Databases DB · 06 · 04

Safe DDL patterns: NOT VALID, CONCURRENTLY, and unsafe-op fixes

Every unsafe DDL has a safe multi-step equivalent; the discipline is to know the mapping and use it instead of the textbook one-liner.

DB Middle ◷ 14 min

Level

FoundationsJuniorMiddleSenior

A team runs CREATE INDEX ON orders(user_id) at 10:00 AM. On a 200M-row table this holds ACCESS EXCLUSIVE for 20 minutes — reads and writes blocked. The same index built with CREATE INDEX CONCURRENTLY takes 45 minutes but blocks nothing. Same index, same data, wildly different production impact.

CREATE INDEX CONCURRENTLY

Regular CREATE INDEX takes ACCESS EXCLUSIVE for the full build duration.

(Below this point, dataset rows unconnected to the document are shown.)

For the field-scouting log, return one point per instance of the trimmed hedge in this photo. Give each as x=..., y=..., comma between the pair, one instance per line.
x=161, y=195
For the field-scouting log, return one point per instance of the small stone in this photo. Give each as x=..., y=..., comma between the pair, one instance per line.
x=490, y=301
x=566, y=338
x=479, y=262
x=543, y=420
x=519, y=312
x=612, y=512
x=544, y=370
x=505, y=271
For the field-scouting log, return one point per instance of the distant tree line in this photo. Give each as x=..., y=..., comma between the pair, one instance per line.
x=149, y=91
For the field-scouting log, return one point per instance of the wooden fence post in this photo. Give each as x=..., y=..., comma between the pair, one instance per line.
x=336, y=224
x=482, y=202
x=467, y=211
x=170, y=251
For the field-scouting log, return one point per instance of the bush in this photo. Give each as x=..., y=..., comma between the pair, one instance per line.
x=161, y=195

On large tables this blocks reads and writes for minutes.

CREATE INDEX CONCURRENTLY builds the index in two phases, both under SHARE UPDATE EXCLUSIVE (does not block DML):

Phase 1: scan the table and build a draft index, while normal traffic continues.
Phase 2: catch up on writes that happened during phase 1; mark index valid.

Trade-offs:

Takes 2–3× longer than non-concurrent.
Cannot run inside a transaction block — if your migration tool wraps migrations in BEGIN..COMMIT, you need to annotate this migration as non-transactional.
Can fail mid-build and leave an INVALID index (visible in pg_indexes where indisvalid = false).

CONCURRENTLY trades 2.25x the wall-clock build time for zero DML downtime — the longer column is the safe one.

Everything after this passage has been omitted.